Chris - We've only got a limited number of screening programmes for disease at the moment though, haven't we? We've got, for instance, breast cancer cervical screening, there's no prostate cancer screening for what is ostensibly the most common cancer in men and a killer of many men. So why are there some things which are screened for but not others?

Gerald - I think that comes down to the accuracy of the screening test. So, for bowel cancer, where they have the Faecal Occult Blood Test, that's shown to have a very high level sensitivity. You have confidence that when you're calling back you have a good chance of seeing a tumour or lesion. The same with breast cancer screening: you'd have to screen a thousand people to find 6-8 cancers and, as such, you need a test that's quite good. Mammography is about 90 to 95% effective. Cervical cancer screening, and diabetic screening is another example, these are tests that have a high sensitivity and specificity. For prostate cancer, at the moment, the PSA, which is the biochemical blood test that's used, they can be inaccurate. As a result you may do more harm than good in having unnecessary surgery, unnecessary worry or biopsies. The UK National Screening Committee is the coordinating body that evaluates screening programmes. They look at all the evidence and say, 'This can now be a national screening programme. There's enough evidence here that this test is the right test and it can find as many conditions as possible.'

Chris - Presumably this is a moving thing in the sense that as new technologies emerge and new practice emerges, it enables us to do it better and therefore what might have been regarded as impractical before is now regarded as a reasonable target.

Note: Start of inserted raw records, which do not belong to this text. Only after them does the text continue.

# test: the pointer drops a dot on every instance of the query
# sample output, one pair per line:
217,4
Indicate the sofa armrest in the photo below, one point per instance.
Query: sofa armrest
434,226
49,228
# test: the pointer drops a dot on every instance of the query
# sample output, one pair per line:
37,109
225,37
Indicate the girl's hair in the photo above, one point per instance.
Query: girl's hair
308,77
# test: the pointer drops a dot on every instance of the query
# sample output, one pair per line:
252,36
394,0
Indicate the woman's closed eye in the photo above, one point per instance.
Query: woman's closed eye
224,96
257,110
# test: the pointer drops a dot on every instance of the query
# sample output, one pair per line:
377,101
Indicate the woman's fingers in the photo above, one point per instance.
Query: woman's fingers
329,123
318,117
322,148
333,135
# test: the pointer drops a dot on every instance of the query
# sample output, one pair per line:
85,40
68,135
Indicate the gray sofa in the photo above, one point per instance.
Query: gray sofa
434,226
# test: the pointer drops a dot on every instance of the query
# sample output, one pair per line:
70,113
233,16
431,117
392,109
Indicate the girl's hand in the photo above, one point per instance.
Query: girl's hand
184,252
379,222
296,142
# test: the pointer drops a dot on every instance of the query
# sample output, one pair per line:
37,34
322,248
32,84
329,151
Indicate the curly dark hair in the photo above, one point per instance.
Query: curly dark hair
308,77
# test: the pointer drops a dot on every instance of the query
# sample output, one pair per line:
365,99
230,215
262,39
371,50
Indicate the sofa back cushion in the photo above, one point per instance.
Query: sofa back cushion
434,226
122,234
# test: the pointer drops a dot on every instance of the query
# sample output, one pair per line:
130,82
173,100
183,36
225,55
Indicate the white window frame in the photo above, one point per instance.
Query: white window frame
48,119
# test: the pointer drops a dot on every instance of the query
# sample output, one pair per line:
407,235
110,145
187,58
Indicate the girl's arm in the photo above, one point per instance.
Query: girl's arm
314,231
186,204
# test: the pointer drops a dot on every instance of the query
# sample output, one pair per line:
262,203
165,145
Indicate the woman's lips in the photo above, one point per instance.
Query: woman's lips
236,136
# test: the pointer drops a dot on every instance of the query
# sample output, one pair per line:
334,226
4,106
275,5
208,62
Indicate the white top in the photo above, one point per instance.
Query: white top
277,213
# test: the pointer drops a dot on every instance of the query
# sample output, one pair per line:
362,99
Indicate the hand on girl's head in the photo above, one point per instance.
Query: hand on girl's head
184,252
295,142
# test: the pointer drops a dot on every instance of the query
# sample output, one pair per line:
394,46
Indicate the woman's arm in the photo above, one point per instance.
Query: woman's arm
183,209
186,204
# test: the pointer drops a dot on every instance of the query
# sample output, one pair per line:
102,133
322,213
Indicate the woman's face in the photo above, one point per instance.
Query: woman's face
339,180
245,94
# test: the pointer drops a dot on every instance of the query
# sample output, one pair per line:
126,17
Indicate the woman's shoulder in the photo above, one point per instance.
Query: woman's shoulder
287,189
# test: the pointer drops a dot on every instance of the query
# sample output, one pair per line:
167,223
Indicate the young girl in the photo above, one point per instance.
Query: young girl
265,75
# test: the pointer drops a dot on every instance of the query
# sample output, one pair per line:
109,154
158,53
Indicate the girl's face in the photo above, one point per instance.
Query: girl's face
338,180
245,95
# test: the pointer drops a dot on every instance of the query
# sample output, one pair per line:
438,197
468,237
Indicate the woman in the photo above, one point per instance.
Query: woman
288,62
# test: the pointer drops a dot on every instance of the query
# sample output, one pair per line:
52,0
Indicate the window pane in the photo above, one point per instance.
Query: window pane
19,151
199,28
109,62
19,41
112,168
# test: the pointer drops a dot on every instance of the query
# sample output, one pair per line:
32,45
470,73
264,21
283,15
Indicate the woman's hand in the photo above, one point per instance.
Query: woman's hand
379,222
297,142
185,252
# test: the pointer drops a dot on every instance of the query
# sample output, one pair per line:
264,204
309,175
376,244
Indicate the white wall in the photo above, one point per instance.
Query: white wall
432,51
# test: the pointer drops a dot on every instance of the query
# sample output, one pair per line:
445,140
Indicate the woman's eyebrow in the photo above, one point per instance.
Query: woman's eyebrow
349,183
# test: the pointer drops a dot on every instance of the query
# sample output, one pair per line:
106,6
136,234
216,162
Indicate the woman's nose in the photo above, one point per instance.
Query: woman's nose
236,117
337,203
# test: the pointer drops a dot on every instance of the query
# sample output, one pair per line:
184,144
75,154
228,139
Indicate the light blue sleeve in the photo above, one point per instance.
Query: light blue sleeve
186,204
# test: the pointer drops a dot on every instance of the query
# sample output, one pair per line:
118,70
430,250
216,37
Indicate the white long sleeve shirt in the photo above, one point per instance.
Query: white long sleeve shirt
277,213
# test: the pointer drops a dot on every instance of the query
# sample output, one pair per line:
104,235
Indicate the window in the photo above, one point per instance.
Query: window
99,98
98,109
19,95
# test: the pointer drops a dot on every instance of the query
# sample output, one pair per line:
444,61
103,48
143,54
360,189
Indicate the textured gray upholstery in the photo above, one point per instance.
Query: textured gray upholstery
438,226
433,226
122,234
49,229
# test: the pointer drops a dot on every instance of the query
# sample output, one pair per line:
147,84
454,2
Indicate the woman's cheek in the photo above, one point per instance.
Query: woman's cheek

Gerald - That's correct, yes. I think there's now trials looking at low dose CT for lung cancer screening. You do a health economics analysis to see if the costs of it justifies providing a screening programme. Similarly, with cervical cancer screening, when the evidence of the HPV vaccine came in, that provided evidence of how you balance the screening programmes. So those are the ranges of criteria that you're dealing with: what we can afford to provide and the benefit to the population as well.

Chris - And artificial intelligence - one of the words of the year over the last 12 months and is barely off the front page - that also has cropped up in association with us becoming better and more agile at managing cancer. A lot of times I've noticed.

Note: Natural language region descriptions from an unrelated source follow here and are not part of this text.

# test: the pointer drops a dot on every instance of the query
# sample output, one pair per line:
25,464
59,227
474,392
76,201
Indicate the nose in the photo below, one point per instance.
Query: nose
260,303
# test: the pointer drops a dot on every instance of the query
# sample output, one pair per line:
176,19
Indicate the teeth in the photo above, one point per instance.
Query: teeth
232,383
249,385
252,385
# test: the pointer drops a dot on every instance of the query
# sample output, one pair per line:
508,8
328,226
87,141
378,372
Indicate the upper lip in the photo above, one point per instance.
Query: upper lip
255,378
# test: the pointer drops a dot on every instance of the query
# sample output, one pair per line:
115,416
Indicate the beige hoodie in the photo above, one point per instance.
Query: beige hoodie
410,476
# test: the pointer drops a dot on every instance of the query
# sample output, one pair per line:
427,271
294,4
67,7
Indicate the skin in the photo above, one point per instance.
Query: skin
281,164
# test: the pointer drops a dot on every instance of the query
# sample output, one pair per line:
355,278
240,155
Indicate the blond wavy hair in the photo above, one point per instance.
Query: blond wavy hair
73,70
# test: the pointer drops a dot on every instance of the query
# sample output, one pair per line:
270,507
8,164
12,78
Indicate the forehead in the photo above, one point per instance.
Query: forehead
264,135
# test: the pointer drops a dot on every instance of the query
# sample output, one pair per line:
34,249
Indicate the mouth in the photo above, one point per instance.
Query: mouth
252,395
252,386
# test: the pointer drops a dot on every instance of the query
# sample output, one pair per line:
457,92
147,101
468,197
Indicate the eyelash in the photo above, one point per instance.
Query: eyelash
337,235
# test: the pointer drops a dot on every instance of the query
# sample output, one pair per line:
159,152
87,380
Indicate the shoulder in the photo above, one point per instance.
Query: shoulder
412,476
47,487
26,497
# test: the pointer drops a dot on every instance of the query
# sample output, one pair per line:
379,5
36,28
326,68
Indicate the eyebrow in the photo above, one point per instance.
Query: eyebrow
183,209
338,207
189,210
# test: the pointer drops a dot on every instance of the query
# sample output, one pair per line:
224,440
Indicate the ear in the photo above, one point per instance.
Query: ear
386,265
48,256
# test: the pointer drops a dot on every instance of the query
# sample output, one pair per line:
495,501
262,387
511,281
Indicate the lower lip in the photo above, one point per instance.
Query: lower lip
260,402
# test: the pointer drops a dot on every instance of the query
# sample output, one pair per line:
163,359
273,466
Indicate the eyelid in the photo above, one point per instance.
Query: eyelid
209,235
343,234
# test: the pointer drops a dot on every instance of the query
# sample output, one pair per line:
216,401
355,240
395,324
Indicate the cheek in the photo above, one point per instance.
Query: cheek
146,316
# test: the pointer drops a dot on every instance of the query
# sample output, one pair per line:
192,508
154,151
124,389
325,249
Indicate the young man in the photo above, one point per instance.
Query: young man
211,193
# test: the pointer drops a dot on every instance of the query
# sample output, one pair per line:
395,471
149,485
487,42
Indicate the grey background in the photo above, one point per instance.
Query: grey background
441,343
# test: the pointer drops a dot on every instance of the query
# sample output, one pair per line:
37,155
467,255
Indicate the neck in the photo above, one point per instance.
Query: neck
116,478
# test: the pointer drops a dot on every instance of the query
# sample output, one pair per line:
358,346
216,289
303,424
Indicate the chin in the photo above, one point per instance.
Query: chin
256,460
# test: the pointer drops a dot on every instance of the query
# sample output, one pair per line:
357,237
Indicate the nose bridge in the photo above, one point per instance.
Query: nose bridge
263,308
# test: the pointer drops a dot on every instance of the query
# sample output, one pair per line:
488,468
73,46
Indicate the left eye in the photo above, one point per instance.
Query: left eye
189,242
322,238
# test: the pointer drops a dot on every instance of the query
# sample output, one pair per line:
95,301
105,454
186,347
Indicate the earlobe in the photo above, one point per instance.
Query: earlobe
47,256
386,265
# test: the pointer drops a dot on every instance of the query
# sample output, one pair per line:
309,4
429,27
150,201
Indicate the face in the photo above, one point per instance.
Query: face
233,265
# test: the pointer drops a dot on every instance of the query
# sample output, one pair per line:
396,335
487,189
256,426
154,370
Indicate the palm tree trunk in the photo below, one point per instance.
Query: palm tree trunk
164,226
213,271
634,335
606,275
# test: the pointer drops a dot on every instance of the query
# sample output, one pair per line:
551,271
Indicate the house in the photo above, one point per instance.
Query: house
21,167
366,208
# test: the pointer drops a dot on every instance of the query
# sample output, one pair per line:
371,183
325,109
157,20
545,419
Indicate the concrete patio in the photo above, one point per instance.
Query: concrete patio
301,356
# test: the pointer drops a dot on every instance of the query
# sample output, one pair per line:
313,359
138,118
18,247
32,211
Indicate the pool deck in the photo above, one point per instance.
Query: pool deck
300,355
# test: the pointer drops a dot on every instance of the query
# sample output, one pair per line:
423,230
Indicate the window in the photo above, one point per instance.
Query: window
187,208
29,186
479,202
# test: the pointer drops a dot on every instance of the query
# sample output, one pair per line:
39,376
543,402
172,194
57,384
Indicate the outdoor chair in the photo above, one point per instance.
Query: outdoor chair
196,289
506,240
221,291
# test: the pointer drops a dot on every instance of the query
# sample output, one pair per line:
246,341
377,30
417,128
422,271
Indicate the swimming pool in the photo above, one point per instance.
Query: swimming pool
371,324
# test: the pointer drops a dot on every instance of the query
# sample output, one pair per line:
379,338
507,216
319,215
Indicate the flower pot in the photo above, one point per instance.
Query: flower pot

Gerald - Yes, and it's taking the world by storm. So I've worked with the previous technology, which is Computer Aided Detection (CAD), and what it does is it shows circles around areas that are of worry. With CAD, you could have up to 20 or 30 circles on an image, and that's not really very useful because that's pretty much the whole image covered by circles everywhere. But the artificial intelligence programmes are trained on hundreds and thousands or millions of images and it says, this is what cancer looks like, this is what cancer doesn't look like. Radiologists are the doctors who look at the mammograms, who look at CT scans. There's going to be a 30% decrease in the workforce in the next few years. The Covid catch up, where we had to catch up with all these cases, and the increase in activity and work in hospitals means that the medical workforce is under increasing pressure. In screening, you're looking at a lot of normal cases to find the few abnormal cases, so you could actually use AI to automate the normal cases. We project from the study that we did called Gemini in Aberdeen that you could automate probably about 30% of normal mammogram reading. So instead of 20,000 mammograms a year, I'd be reading 15,000 mammograms a year, and that extra 5,000 mammograms I wouldn't have to read would then free us up to do the harder cases or the more complex mammograms to try and find the cancers in this small group.